À procura de renda extra, amigos de diferentes áreas profissionais se “jogam” no mundo empresarial e utilizam, de maneira inteligente, ferramentas como Instagram e Whatsapp para melhorar as vendas



1.jpg Depois de abrir a própria empresa, a dupla Andrea e Rebeca alavancaram o negócio com as redes sociais
29/11/2013 às 17:47

Incrementar o rendimento familiar, ocupar o tempo ocioso ou mesmo fazer um “bico” num momento de desemprego foram motivações que juntaram profissionais de diferentes áreas a amigos e família para começar um pequeno negócio em Manaus. Sem medo de investir, empreendedores de primeira viagem utilizam novas tecnologias como estratégia de venda e ganham a clientela através de lojas virtuais*.

Foi assim que as psicólogas Rebeca Oliveira, 26, e Andréa Barbosa, 30, pensaram em janeiro de 2013 a “Doce com Amor Ateliê”, uma loja de comidas caseiras que atende por encomenda e divulga na Internet seus produtos. “Estávamos desempregadas e sem dinheiro. Começamos com brigadeiro pra testar. Na primeira vendemos 20, depois 40. Aí já despertou e resolvemos investir”, explicou Rebeca.



As duas sempre recebiam elogios pelos bolos e salgados que faziam para as festas da faculdade e eram incentivadas a abrir uma venda. “As pessoas perguntavam ‘por que você não começa a vender?’. Eu respondia ‘ah, um dia...  quando tiver dinheiro’”, lembra Andréa. E foi a falta de dinheiro que impulsionou a parceria entre as duas. Com apenas R$ 67 elas compraram o material do primeiro brigadeiro e logo perceberam o lucro.

“Ao mesmo tempo criei o Instagram para fazer propaganda. E não parou mais”, diz Rebeca. Segundo ela, as vendas são feitas 90% pelo Instagram, que já alcança 1,5 mil seguidores. Os clientes vêem as fotos dos produtos, entram em contato via celular Whatsapp e recebem os pedidos em casa. Hoje, Andrea tem um emprego de seis horas diárias como psicóloga, mas quer continuar o negócio. "A média de lucro por mês é R$ 3 mil, e investimos R$ 500 por baixo”, ressalta.

Novo aroma

A analista de qualidade, Jeisa Dayana, 32, também viu nas mídias sociais uma oportunidade de melhorar o desempenho da empresa que começou há quatro anos. Ela começou a produção de cosméticos artesanais como hobby e terapia após a rotina de oito horas de trabalho. “Após o expediete, venho para o ateliê e trabalho à noite”, explica. Ela montou uma loja virtual, a “Quintanda do Aroma”, e vende sabonetes e hidratantes pelo Instagram e pelo Whatsapp.

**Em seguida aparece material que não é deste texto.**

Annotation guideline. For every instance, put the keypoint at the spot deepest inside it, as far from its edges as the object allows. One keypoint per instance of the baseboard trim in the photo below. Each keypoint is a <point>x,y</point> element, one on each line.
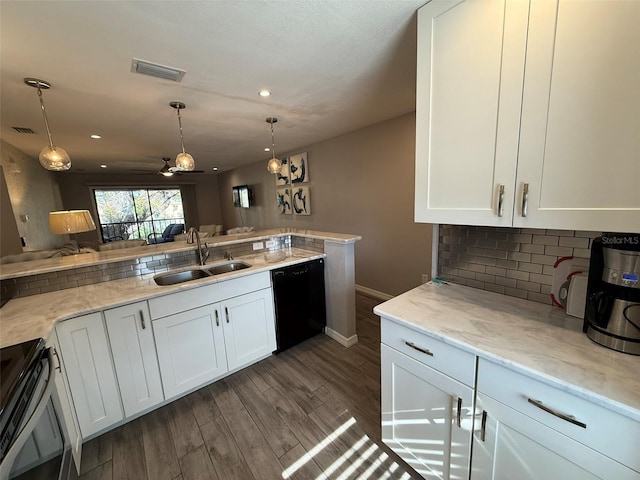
<point>341,339</point>
<point>373,293</point>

“Já fiz biscuit, costura, mas quis fazer algo diferente. Os sabonetes me chamaram a atenção. Anotei a receita de como fazer e um dia, no Centro, me deparei com uma loja que vendia os materiais”, conta. No início, amigos e familiares eram presenteados com os produtos. Hoje, a mãe, a cunhada, o marido e até a sogra se tornaram funcionários da nova empresária. “Um trabalho em família”, relata.

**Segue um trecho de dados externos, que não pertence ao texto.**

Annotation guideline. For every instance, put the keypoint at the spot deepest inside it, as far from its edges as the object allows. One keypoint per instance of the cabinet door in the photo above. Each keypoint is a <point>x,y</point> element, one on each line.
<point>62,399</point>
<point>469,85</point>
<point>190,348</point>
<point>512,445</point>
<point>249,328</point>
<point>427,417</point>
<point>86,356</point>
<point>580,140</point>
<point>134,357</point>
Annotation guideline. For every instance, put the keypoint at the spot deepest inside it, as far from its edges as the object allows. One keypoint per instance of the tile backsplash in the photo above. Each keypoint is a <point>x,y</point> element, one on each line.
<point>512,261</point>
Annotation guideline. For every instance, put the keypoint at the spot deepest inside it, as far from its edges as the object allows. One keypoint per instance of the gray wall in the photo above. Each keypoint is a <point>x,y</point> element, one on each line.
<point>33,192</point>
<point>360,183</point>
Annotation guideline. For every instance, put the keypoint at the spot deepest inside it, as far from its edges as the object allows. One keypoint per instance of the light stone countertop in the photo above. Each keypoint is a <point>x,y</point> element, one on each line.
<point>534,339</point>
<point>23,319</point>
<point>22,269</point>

Segundo Jeisa, 90% das essências, extratos e óleos usados na produção vem de fora. Ela viaja sempre à São Paulo à procura de novidades. Como a loja dela é virtual, a empresária aproveita bazares e reuniões de amigas para oferecer “ao vivo” os produtos vendidos na rede. “No primeiro bazar fiquei encantada e vi que podia dar continuidade”, diz. Hoje, ela não consegue ver seu negócio sem o uso das tecnologias como o Instagram. “É interessante como a Internet ajuda”, ressalta.

Sob medida

Valmira Pereira, 48, também aproveita as novas mídias para alavancar a empresa que abriu com a mãe e irmãs. Com a ajuda das sobrinhas, o grupo de mulheres costureiras criou em 2011 a marca “Dog Luluzinha” na Internet e aumentou as vendas de roupas para cachorros feitas à mão, como bermudas, saias, blusas, coletes e onés. Elas vendem os produtos por encomenda na rede e para petshops em Manaus e em Boa Vista (RR).

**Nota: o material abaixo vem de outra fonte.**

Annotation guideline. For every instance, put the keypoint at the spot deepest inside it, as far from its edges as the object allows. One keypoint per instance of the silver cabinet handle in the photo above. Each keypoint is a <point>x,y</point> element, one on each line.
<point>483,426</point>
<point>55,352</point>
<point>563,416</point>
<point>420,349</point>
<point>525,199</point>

“Minha irmã foi a um petshop comprar roupinhas para os cachorros dela. Viu as peças e perguntou se nossa mãe conseguia fazer igual. E ficou até melhor! No mesmo dia minha irmã saiu para vender as roupinhas”, explicou Valmira. Desde sempre costurando roupas, a matriarca da família, Hortensia, repassou a habilidade para as filhas e, hoje, as peças para humanos dividem espaço na alfaiataria com as roupas dos pets.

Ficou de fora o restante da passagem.